How to Integrate Agentic Pipelines with Existing Data Stacks

AI agents need structured, reliable access to your data infrastructure to function in production. While agent frameworks handle orchestration and reasoning, the real bottleneck lies in connecting them to existing data warehouses, databases, and processing pipelines. Most teams end up building fragile middleware that breaks under production load.

This guide shows you how to integrate agentic pipelines with your existing data stack using Typedef's Fenic framework, which treats inference as a first-class operation within DataFrame semantics.

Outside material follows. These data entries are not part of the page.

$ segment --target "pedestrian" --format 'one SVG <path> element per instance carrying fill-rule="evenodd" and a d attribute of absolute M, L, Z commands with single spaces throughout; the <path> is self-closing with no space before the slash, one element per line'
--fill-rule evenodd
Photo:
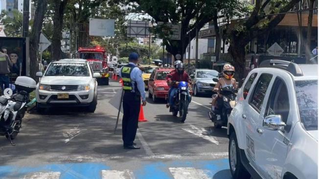
<path fill-rule="evenodd" d="M 318 46 L 316 46 L 316 48 L 314 48 L 313 50 L 312 50 L 312 54 L 314 55 L 318 55 Z"/>
<path fill-rule="evenodd" d="M 12 67 L 12 62 L 9 56 L 3 53 L 2 48 L 0 48 L 0 88 L 3 92 L 4 89 L 9 87 L 10 68 Z"/>
<path fill-rule="evenodd" d="M 137 130 L 141 97 L 143 106 L 146 105 L 146 101 L 142 72 L 136 66 L 138 60 L 137 53 L 131 53 L 129 64 L 122 67 L 119 73 L 124 83 L 122 138 L 125 149 L 140 149 L 134 143 L 134 140 Z"/>

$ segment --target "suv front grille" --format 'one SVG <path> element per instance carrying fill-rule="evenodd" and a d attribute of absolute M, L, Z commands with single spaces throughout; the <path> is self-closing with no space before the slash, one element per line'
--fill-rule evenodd
<path fill-rule="evenodd" d="M 78 88 L 77 85 L 51 85 L 50 87 L 51 90 L 61 91 L 76 91 Z"/>
<path fill-rule="evenodd" d="M 89 63 L 93 71 L 100 71 L 102 70 L 102 62 L 91 61 Z"/>

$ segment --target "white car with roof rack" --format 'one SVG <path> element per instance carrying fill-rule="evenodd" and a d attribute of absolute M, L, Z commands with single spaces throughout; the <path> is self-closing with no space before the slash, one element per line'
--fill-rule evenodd
<path fill-rule="evenodd" d="M 229 116 L 234 179 L 318 178 L 318 66 L 263 62 Z"/>
<path fill-rule="evenodd" d="M 51 63 L 36 89 L 37 110 L 52 107 L 85 107 L 95 111 L 97 104 L 99 73 L 94 73 L 84 59 L 63 59 Z"/>

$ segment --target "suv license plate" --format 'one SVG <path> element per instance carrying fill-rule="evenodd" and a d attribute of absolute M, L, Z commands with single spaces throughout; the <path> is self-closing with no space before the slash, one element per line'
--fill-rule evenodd
<path fill-rule="evenodd" d="M 68 99 L 68 93 L 58 94 L 58 99 Z"/>

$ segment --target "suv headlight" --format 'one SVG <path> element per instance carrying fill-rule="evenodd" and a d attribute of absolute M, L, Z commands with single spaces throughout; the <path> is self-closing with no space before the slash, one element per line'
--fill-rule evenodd
<path fill-rule="evenodd" d="M 208 87 L 209 86 L 209 84 L 206 83 L 198 83 L 198 85 L 203 87 Z"/>
<path fill-rule="evenodd" d="M 83 91 L 85 90 L 90 90 L 90 85 L 79 85 L 77 87 L 78 91 Z"/>
<path fill-rule="evenodd" d="M 41 90 L 45 90 L 46 91 L 49 91 L 51 89 L 51 88 L 50 88 L 50 85 L 48 85 L 40 84 L 40 85 L 39 85 L 39 89 Z"/>
<path fill-rule="evenodd" d="M 101 70 L 101 72 L 102 72 L 102 73 L 106 73 L 108 71 L 109 71 L 109 68 L 103 68 Z"/>

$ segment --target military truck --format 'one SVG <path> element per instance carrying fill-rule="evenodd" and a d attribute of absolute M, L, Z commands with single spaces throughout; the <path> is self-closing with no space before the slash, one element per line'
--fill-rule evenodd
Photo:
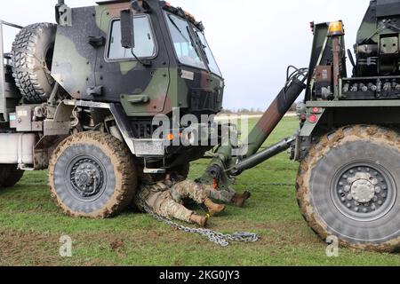
<path fill-rule="evenodd" d="M 243 154 L 216 149 L 202 181 L 229 190 L 235 177 L 289 148 L 300 162 L 297 200 L 313 231 L 344 246 L 393 251 L 400 247 L 400 1 L 371 1 L 356 58 L 346 50 L 343 26 L 311 23 L 308 68 L 288 72 Z M 259 152 L 303 90 L 299 132 Z"/>
<path fill-rule="evenodd" d="M 222 107 L 224 79 L 203 24 L 188 12 L 157 0 L 75 9 L 59 1 L 56 20 L 1 22 L 20 28 L 12 52 L 0 50 L 2 187 L 24 170 L 49 169 L 52 194 L 67 214 L 108 217 L 131 203 L 140 178 L 185 176 L 209 150 L 198 182 L 229 191 L 242 172 L 289 149 L 300 162 L 300 211 L 322 239 L 378 251 L 400 247 L 400 0 L 371 1 L 356 59 L 341 21 L 312 23 L 309 67 L 289 67 L 242 143 L 235 127 L 212 120 L 172 123 L 155 137 L 159 114 L 200 117 Z M 299 132 L 260 150 L 303 91 Z M 197 135 L 182 135 L 186 129 Z M 217 146 L 195 143 L 212 131 Z M 190 143 L 165 143 L 176 137 Z"/>
<path fill-rule="evenodd" d="M 219 113 L 224 81 L 203 24 L 164 1 L 59 1 L 55 11 L 57 25 L 1 22 L 20 30 L 12 52 L 0 51 L 0 185 L 49 169 L 66 213 L 115 216 L 143 174 L 187 176 L 212 147 L 191 146 L 195 136 L 169 146 L 188 126 L 155 138 L 153 119 Z"/>

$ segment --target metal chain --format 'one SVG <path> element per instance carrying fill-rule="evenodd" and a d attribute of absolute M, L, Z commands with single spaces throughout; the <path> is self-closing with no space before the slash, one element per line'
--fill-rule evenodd
<path fill-rule="evenodd" d="M 209 229 L 202 229 L 202 228 L 195 229 L 187 227 L 156 214 L 144 201 L 140 203 L 141 207 L 144 209 L 146 213 L 150 215 L 156 220 L 163 222 L 179 231 L 188 233 L 196 233 L 201 236 L 206 237 L 211 242 L 214 242 L 221 247 L 228 247 L 229 245 L 228 241 L 240 242 L 255 242 L 260 240 L 260 237 L 256 233 L 252 233 L 238 232 L 233 234 L 223 234 L 221 233 Z"/>

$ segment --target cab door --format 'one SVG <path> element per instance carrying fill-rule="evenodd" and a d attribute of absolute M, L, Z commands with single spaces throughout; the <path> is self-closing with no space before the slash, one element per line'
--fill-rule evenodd
<path fill-rule="evenodd" d="M 169 86 L 169 60 L 163 51 L 165 47 L 156 16 L 134 15 L 135 48 L 132 51 L 121 45 L 121 10 L 116 5 L 102 12 L 100 29 L 106 44 L 97 58 L 95 77 L 101 89 L 98 96 L 106 101 L 123 99 L 127 113 L 161 113 Z"/>

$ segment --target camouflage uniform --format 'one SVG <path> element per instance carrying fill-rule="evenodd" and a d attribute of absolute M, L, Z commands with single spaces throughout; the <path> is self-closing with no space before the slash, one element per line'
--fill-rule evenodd
<path fill-rule="evenodd" d="M 184 199 L 191 199 L 197 204 L 203 204 L 209 198 L 229 202 L 229 193 L 217 192 L 212 186 L 203 185 L 194 181 L 182 181 L 173 184 L 164 180 L 152 185 L 143 185 L 137 193 L 135 202 L 141 211 L 146 211 L 145 203 L 156 214 L 192 223 L 190 217 L 196 214 L 183 206 Z"/>

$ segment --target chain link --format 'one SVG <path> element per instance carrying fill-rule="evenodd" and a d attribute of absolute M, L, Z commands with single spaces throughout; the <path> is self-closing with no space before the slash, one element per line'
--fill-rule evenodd
<path fill-rule="evenodd" d="M 228 241 L 240 242 L 256 242 L 260 240 L 260 237 L 256 233 L 252 233 L 238 232 L 233 234 L 223 234 L 221 233 L 209 229 L 202 229 L 202 228 L 195 229 L 187 227 L 156 214 L 144 201 L 142 201 L 140 205 L 144 209 L 146 213 L 150 215 L 156 220 L 163 222 L 179 231 L 188 233 L 196 233 L 206 237 L 211 242 L 214 242 L 221 247 L 228 247 L 229 245 Z"/>

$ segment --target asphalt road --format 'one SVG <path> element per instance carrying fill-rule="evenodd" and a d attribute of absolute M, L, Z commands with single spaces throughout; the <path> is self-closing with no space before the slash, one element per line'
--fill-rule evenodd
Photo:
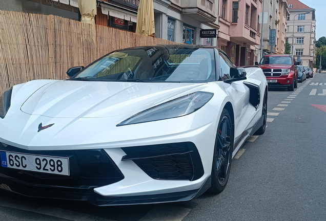
<path fill-rule="evenodd" d="M 251 137 L 242 155 L 233 159 L 229 183 L 220 194 L 205 193 L 183 203 L 96 207 L 1 190 L 0 220 L 324 220 L 324 106 L 326 73 L 299 83 L 293 93 L 271 90 L 266 132 Z"/>

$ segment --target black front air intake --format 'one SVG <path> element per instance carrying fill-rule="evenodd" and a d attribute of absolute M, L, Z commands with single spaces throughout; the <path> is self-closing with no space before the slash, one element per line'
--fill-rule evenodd
<path fill-rule="evenodd" d="M 203 175 L 201 159 L 191 142 L 122 148 L 121 160 L 132 160 L 148 175 L 157 180 L 194 181 Z"/>

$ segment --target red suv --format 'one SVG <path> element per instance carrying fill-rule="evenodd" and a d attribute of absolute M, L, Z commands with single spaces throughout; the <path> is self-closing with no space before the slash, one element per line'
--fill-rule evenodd
<path fill-rule="evenodd" d="M 297 65 L 294 57 L 289 55 L 265 55 L 259 63 L 269 87 L 287 87 L 293 91 L 298 86 Z"/>

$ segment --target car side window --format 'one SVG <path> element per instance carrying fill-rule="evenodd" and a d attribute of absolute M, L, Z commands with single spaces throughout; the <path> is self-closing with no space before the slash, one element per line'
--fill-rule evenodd
<path fill-rule="evenodd" d="M 230 76 L 230 68 L 233 66 L 229 59 L 220 52 L 219 54 L 219 63 L 221 68 L 221 77 L 222 81 L 231 78 Z"/>

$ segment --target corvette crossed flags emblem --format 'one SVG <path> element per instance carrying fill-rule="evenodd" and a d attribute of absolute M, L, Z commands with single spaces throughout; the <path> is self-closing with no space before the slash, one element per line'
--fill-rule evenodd
<path fill-rule="evenodd" d="M 50 127 L 53 126 L 54 125 L 54 124 L 49 124 L 48 125 L 47 125 L 47 126 L 42 126 L 42 123 L 41 123 L 38 125 L 38 130 L 37 130 L 37 132 L 39 132 L 41 130 L 43 130 L 45 129 L 48 128 L 49 127 Z"/>

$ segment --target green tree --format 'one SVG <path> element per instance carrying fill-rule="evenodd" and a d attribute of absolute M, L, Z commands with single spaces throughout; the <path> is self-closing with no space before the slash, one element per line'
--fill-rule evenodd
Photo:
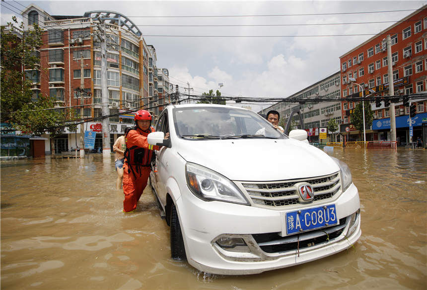
<path fill-rule="evenodd" d="M 24 23 L 18 28 L 15 17 L 7 26 L 1 26 L 0 57 L 1 71 L 1 120 L 13 121 L 11 112 L 18 111 L 31 101 L 31 82 L 25 80 L 23 69 L 33 69 L 40 62 L 35 48 L 42 45 L 42 31 L 35 24 L 34 28 L 24 32 Z M 15 25 L 14 25 L 15 24 Z"/>
<path fill-rule="evenodd" d="M 373 120 L 373 113 L 369 102 L 365 101 L 364 105 L 365 107 L 365 126 L 369 127 L 372 125 Z M 357 103 L 356 105 L 356 107 L 355 108 L 352 114 L 350 115 L 350 121 L 356 129 L 359 130 L 359 132 L 363 132 L 363 116 L 361 102 Z"/>
<path fill-rule="evenodd" d="M 216 90 L 216 94 L 214 94 L 213 90 L 210 90 L 209 93 L 204 93 L 202 96 L 205 97 L 203 99 L 197 102 L 197 103 L 213 103 L 224 105 L 225 100 L 221 97 L 221 92 Z"/>
<path fill-rule="evenodd" d="M 336 132 L 338 130 L 338 124 L 335 119 L 330 119 L 328 122 L 328 132 Z M 334 140 L 337 140 L 336 135 L 334 135 Z"/>

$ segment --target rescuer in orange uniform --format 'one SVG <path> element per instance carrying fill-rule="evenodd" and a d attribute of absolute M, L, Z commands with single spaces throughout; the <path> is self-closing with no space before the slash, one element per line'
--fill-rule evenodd
<path fill-rule="evenodd" d="M 123 211 L 130 212 L 137 204 L 145 186 L 151 171 L 153 150 L 160 147 L 151 145 L 147 141 L 147 136 L 154 128 L 151 126 L 152 119 L 148 111 L 140 110 L 135 114 L 135 127 L 126 136 L 126 151 L 123 165 Z M 167 133 L 165 139 L 169 138 Z"/>

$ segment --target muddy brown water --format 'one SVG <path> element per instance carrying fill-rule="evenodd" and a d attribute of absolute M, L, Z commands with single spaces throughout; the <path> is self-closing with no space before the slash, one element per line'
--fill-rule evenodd
<path fill-rule="evenodd" d="M 137 212 L 122 212 L 112 158 L 2 162 L 1 289 L 426 289 L 427 152 L 329 154 L 352 169 L 361 237 L 330 257 L 247 276 L 172 260 L 149 189 Z"/>

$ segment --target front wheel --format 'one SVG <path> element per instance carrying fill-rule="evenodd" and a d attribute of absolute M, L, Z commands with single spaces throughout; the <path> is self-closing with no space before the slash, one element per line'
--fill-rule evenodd
<path fill-rule="evenodd" d="M 172 205 L 170 211 L 170 252 L 174 260 L 187 259 L 182 232 L 179 225 L 179 219 L 175 204 Z"/>

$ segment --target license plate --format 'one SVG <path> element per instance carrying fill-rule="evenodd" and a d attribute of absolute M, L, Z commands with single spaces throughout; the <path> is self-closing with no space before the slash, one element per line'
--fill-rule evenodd
<path fill-rule="evenodd" d="M 286 212 L 285 222 L 289 235 L 336 224 L 338 221 L 335 205 L 330 204 Z"/>

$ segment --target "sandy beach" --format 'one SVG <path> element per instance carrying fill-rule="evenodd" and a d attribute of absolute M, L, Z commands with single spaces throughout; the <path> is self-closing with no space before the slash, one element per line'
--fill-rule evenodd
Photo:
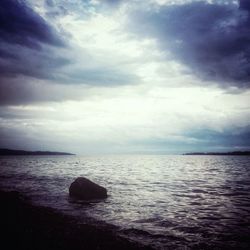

You'll learn how to build type-safe data layers, expose them through Model Context Protocol (MCP) servers, and connect them to agent frameworks like LangGraph, LangChain, Mastra, and PydanticAI.

The Integration Challenge

Production AI agents face three critical integration problems when connecting to existing data infrastructure:

Data Format Mismatches

Your data warehouse stores structured SQL tables, your document store contains unstructured markdown and PDFs, and your vector database holds embeddings. Agents need a unified interface that handles all these formats without custom parsing logic for each source.

Context Window Limitations

Agents can't load entire datasets. They need pre-processed, filtered data delivered on-demand through parameterized queries. Traditional data tools weren't designed for this access pattern.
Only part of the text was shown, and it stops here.